Frauen müssen in der Öffentlichkeit entweder einen Tschador tragen, einen Schleier, der ihren Körper ganz verhüllt, oder einen Schal und einen langen Mantel. Gegen Frauen, deren Haare nicht ganz bedeckt sind, oder die zu kurze Hosen und Röcke unter dem Mantel tragen, kann die Prügelstrafe verhängt werden. Nach einem Bericht des „Weltverbandes der Solidarität iranischer Frauen“ wurden in der Teheraner Satellitenstadt Tehran Pars von einem „Revolutionsgericht“ auch Geldstrafen bis zu einer Million Rial für Nichtbeachtung der „islamischen Kleidervorschriften“ verhängt. Die Benutzung von Make-up und Nagellack ist strikt verboten, Lippenstift- oder Eyelinerspuren können einer Frau bereits zum Verhängnis werden. Außerdem sind Kontrollen üblich, wenn Frauen und Männer gemeinsam unterwegs sind. Dann wird die „Legitimität ihres Verhältnisses“ überprüft. Wenn sie nicht miteinander verheiratet oder verwandt sind, kann das sehr unangenehme Folgen haben. Den Frauen nützt dann auch die ordnungsgemäße Bekleidung nichts.
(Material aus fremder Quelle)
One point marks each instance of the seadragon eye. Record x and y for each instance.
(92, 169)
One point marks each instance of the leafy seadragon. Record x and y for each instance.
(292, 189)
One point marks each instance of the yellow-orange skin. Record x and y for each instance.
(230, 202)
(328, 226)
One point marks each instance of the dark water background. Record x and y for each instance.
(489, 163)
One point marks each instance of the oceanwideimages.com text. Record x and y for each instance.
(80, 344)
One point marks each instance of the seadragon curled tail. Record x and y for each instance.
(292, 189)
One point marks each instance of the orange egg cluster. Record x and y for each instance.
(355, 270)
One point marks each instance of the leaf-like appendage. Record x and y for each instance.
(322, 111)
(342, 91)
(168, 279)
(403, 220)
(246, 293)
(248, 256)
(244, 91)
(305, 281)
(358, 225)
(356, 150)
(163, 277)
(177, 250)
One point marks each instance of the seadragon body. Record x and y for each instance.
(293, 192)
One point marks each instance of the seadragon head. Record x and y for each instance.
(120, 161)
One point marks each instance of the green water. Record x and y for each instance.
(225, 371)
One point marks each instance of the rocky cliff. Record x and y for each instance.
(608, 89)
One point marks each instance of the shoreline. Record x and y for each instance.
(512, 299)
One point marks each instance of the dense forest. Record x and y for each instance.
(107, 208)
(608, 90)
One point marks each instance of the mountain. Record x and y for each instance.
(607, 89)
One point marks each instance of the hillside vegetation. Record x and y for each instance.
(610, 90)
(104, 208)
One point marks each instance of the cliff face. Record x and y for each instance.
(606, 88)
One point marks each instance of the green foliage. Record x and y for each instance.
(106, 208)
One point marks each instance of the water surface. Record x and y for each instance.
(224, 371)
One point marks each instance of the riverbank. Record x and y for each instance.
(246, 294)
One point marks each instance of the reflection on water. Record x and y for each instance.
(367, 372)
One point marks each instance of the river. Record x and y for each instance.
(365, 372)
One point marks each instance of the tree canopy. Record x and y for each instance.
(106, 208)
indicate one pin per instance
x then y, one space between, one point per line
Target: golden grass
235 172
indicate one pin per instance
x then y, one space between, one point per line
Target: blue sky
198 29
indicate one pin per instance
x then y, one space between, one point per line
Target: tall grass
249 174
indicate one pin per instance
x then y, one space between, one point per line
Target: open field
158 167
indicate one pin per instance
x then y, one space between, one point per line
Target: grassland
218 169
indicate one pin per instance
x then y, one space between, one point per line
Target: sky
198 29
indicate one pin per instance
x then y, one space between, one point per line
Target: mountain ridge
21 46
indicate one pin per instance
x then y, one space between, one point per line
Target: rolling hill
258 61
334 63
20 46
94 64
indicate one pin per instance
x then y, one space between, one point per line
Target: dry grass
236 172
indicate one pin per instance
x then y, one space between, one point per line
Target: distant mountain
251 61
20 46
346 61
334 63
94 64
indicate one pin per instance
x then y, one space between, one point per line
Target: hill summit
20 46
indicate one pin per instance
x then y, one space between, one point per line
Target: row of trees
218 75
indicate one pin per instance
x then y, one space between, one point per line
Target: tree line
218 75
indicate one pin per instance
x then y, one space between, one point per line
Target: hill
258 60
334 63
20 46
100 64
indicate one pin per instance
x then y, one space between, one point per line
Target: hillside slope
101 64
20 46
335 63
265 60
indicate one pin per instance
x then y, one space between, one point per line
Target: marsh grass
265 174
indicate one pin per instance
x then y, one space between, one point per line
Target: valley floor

Insbesondere im Hochsommer, wenn die Kleiderordnung schon wegen der unerträglichen Hitze zur Tortur wird, gehen die Mitglieder der Bassidsch-Truppen und der Revolutionsgarden, Pasderan genannt, gerne auf Jagd. Manchmal tun sie dies auch in Begleitung von „Sittenwächterinnen“, sogenannter Seinab- Schwestern.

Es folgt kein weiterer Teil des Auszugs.